Targeted profit is the profit which the business organization or management desires to gain at the end of the accounting period or business period or it is the amount of the NOI (net operating income). The management should know the essential level of the business operations or activities in order to get target or targeted profits. CVP or cost volume profit formulas and equations could be used in order to find out the sales volume needed to gain a targeted profit.
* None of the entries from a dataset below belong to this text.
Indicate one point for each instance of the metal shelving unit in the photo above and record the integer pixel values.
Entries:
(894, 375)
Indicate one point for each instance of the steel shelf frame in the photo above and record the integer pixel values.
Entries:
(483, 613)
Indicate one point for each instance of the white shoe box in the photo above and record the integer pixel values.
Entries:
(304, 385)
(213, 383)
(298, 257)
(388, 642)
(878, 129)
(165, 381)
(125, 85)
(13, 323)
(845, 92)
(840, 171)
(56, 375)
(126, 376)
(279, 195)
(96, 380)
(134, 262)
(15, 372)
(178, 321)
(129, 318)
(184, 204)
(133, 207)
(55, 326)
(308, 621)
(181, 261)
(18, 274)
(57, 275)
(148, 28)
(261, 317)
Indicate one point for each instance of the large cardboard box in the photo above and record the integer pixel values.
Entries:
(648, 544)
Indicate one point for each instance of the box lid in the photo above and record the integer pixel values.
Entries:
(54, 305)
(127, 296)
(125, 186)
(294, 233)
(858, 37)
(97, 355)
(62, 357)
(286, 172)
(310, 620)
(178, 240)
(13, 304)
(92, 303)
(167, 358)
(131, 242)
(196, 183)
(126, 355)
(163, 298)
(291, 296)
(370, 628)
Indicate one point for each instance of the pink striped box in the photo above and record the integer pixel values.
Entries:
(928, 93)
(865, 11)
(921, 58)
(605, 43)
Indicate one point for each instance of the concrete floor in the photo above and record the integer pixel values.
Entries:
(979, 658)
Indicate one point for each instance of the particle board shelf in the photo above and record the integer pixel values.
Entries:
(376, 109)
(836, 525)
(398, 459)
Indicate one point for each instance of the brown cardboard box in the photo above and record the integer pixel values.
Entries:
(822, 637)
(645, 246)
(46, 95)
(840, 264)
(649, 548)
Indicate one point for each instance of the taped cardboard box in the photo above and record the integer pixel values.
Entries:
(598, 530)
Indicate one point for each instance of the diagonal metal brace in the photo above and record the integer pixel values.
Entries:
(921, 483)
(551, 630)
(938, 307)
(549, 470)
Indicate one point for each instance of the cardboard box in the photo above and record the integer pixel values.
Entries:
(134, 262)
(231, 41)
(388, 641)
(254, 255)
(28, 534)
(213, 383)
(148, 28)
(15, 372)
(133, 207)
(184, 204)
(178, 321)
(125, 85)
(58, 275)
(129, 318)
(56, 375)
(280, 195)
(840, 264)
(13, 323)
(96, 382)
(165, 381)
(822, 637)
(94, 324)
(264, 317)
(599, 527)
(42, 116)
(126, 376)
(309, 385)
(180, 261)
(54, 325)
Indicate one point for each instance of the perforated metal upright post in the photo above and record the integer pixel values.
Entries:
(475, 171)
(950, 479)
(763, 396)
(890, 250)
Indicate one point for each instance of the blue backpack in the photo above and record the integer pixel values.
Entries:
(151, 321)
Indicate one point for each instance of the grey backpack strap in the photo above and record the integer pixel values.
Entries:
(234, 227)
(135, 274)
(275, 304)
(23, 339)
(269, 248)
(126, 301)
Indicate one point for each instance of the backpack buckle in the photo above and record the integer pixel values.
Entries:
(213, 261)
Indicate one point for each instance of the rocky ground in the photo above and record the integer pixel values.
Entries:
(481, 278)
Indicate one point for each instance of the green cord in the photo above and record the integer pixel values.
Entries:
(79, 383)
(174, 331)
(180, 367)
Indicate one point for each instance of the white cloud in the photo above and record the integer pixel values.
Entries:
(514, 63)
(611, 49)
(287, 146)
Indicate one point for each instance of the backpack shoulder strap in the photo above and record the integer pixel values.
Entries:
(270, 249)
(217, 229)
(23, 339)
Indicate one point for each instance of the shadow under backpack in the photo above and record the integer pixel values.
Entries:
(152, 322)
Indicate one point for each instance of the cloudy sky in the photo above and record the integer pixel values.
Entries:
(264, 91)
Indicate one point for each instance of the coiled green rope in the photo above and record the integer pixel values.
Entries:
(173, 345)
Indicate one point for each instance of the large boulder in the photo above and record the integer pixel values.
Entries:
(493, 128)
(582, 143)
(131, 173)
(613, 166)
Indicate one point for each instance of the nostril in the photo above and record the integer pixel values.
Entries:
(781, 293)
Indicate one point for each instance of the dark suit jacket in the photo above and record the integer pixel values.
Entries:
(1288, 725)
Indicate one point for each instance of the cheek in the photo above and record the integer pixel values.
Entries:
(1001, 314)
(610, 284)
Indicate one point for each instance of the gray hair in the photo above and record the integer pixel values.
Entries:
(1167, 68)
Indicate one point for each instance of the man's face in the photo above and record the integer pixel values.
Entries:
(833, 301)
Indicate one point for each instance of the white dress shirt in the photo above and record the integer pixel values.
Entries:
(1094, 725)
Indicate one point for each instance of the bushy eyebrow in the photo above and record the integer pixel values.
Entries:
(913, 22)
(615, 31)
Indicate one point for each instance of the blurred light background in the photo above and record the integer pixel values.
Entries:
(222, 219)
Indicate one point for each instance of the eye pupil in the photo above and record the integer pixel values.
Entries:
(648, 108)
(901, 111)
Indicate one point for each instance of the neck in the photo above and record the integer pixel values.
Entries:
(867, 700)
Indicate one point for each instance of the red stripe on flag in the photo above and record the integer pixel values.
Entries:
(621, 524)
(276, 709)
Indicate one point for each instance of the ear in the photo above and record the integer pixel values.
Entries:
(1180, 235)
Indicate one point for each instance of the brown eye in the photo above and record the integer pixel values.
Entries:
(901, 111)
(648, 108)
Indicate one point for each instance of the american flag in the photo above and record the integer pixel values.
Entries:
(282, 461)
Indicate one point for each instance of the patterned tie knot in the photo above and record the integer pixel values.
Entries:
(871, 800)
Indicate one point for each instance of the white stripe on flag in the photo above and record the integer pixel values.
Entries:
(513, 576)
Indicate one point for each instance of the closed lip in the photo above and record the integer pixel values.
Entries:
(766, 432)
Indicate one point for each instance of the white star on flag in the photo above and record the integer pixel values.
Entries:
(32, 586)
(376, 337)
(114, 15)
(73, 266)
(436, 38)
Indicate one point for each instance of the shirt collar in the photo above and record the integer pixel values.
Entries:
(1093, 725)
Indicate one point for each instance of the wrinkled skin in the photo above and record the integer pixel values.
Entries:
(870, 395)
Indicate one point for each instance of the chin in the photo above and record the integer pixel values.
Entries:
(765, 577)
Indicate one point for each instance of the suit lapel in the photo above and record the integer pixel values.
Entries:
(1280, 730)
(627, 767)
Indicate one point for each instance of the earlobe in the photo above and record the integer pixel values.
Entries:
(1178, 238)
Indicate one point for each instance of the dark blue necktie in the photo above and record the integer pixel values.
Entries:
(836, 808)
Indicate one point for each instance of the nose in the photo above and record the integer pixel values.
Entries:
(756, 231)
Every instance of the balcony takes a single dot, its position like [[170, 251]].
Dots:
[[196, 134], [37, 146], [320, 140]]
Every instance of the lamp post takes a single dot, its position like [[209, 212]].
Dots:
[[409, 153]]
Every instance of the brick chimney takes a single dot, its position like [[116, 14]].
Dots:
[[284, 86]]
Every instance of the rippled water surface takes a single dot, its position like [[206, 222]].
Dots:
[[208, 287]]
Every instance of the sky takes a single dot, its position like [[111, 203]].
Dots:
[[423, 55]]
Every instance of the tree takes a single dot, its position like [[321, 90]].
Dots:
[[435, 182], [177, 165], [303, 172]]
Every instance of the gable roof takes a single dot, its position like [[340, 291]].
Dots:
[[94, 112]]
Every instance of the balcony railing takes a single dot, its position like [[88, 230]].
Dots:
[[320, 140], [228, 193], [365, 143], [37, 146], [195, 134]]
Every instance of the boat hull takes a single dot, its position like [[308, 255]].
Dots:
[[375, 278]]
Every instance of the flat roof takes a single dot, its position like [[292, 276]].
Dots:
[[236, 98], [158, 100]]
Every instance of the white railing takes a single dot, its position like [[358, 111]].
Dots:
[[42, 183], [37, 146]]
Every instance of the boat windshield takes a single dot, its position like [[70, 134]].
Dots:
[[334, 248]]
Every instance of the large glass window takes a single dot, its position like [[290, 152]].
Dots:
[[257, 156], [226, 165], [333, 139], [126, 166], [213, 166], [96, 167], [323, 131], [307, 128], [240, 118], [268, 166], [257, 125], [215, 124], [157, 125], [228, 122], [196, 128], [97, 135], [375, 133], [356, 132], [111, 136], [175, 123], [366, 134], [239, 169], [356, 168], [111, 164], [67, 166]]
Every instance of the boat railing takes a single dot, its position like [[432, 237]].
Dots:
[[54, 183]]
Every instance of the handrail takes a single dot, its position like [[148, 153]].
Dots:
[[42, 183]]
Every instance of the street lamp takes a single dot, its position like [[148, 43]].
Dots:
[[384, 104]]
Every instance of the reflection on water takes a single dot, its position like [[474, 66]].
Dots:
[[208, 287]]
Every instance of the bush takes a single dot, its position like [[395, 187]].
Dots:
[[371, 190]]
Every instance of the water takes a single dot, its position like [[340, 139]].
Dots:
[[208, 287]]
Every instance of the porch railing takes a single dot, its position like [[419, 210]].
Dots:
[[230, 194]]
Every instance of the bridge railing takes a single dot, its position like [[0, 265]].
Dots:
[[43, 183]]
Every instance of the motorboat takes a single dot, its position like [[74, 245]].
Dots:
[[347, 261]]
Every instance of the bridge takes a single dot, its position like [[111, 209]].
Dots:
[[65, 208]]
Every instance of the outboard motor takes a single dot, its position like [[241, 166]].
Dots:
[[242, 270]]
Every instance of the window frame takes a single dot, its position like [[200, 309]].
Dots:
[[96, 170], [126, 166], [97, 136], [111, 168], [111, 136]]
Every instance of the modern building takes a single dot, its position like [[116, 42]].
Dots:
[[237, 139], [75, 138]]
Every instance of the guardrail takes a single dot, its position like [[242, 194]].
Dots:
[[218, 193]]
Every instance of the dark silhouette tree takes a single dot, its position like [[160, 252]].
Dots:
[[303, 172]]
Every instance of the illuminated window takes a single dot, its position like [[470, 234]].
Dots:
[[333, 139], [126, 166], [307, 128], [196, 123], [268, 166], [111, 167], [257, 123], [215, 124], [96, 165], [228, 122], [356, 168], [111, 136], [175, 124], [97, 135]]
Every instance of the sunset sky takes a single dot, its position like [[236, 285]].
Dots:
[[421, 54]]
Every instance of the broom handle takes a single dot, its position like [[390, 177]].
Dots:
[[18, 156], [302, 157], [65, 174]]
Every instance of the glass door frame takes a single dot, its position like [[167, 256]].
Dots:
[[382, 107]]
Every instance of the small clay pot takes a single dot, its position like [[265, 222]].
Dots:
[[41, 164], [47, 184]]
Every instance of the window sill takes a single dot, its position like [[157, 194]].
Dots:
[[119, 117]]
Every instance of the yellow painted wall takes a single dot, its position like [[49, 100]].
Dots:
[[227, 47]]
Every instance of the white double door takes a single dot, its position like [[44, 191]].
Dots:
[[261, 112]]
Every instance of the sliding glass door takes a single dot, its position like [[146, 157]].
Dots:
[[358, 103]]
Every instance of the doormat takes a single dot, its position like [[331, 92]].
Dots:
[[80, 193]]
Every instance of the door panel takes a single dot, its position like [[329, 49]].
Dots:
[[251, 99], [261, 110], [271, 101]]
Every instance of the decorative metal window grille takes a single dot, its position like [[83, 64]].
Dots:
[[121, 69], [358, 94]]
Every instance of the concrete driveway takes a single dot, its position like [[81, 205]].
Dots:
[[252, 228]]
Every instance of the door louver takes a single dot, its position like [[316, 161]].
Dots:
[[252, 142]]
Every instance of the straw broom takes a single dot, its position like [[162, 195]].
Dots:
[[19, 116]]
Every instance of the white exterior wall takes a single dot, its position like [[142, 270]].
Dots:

In the BEP (breakeven point), cost and sales are exactly the same or equal. Yet, the BEP is not the aim in many of the business organizations. On the other hand, managers of the business organization look for to maximize or increase the profits. Modifying or changing the breakeven point or BEP equation, the volume of sales needed to earn anexpected profit or desired amount of profit could be estimated. For this reason, the targeted profit factor is included or added to the BEP equation and are as follows:
Sales (Units) is equal to fixed cost plus targeted cost divided by contribution margin per unit.
Sales (units) = Fixed Costs + Target Profit/ Contribution margin per unit
For example, think that the fixed costs are estimated at 200,000 dollars and the targeted profit is 100,000 dollars. The sales unit rate or price and the contribution margin per unit would be as follows:
Unit price of 75 dollars minus Variable unit cost of 45 is equal to Contribution margin of 30 dollars per unit
The sales volume required to gain the targeted profit of 100,000 dollars are 10,000 units.
That is Sales (units) = 200,000 dollars + 100,000 dollars / 30 dollars = 10,000 units.